In the researchers’ study published in Communications Physics, they reasoned microswimmers could learn — and adapt to changing conditions — through AI. Much like humans learning to swim require reinforcement learning and feedback to stay afloat and propel in various directions under changing conditions, so too must microswimmers, though with their unique set of challenges imposed by physics in the microscopic world.
"Being able to swim at the micro-scale by itself is a challenging task," said On Shun Pak, associate professor of mechanical engineering at Santa Clara University. “When you want a microswimmer to perform more sophisticated maneuvers, the design of their locomotory gaits can quickly become intractable."
By combining artificial neural networks with reinforcement learning, the team successfully taught a simple microswimmer to swim and navigate toward any arbitrary direction. When the swimmer moves in certain ways, it receives feedback on how good the particular action is. The swimmer then progressively learns how to swim based on its experiences interacting with the surrounding environment.

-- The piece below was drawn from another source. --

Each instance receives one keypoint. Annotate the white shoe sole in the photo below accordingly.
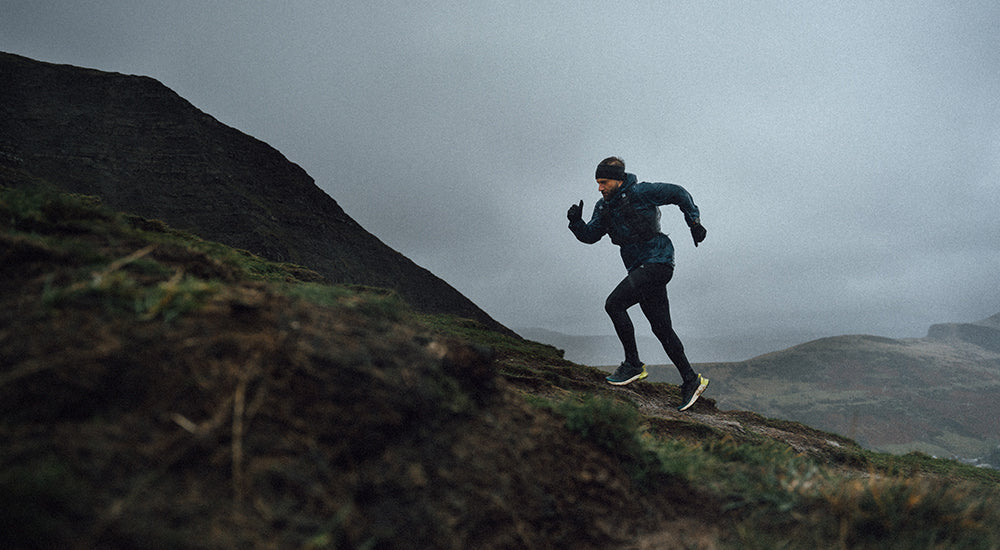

“Similar to a human learning how to swim, the microswimmer learns how to move its ‘body parts’ — in this case three microparticles and extensible links — to self-propel and turn,” said Alan Tsang, assistant professor of mechanical engineering at the University of Hong Kong. “It does so without relying on human knowledge but only on a machine learning algorithm.”
As a demonstration of the powerful ability of the swimmer, the researchers showed that it could follow a complex path without being explicitly programmed. They also demonstrated the robust performance of the swimmer in navigating under the perturbations arising from external fluid flows.
"This is our first step in tackling the challenge of developing microswimmers that can adapt like biological cells in navigating complex environments autonomously," said Yuan-nan Young, professor of mathematical sciences at New Jersey Institute of Technology.
Such adaptive behaviors are crucial for future biomedical applications of artificial microswimmers in complex media with uncontrolled and unpredictable environmental factors.
"This work is a key example of how the rapid development of artificial intelligence may be exploited to tackle unresolved challenges in locomotion problems in fluid dynamics,” said Arnold Mathijssen, an expert on microrobots and biophysics at the University of Pennsylvania, who was not involved in the research. “The integration between machine learning and microswimmers in this work will spark further connections between these two highly active research areas.”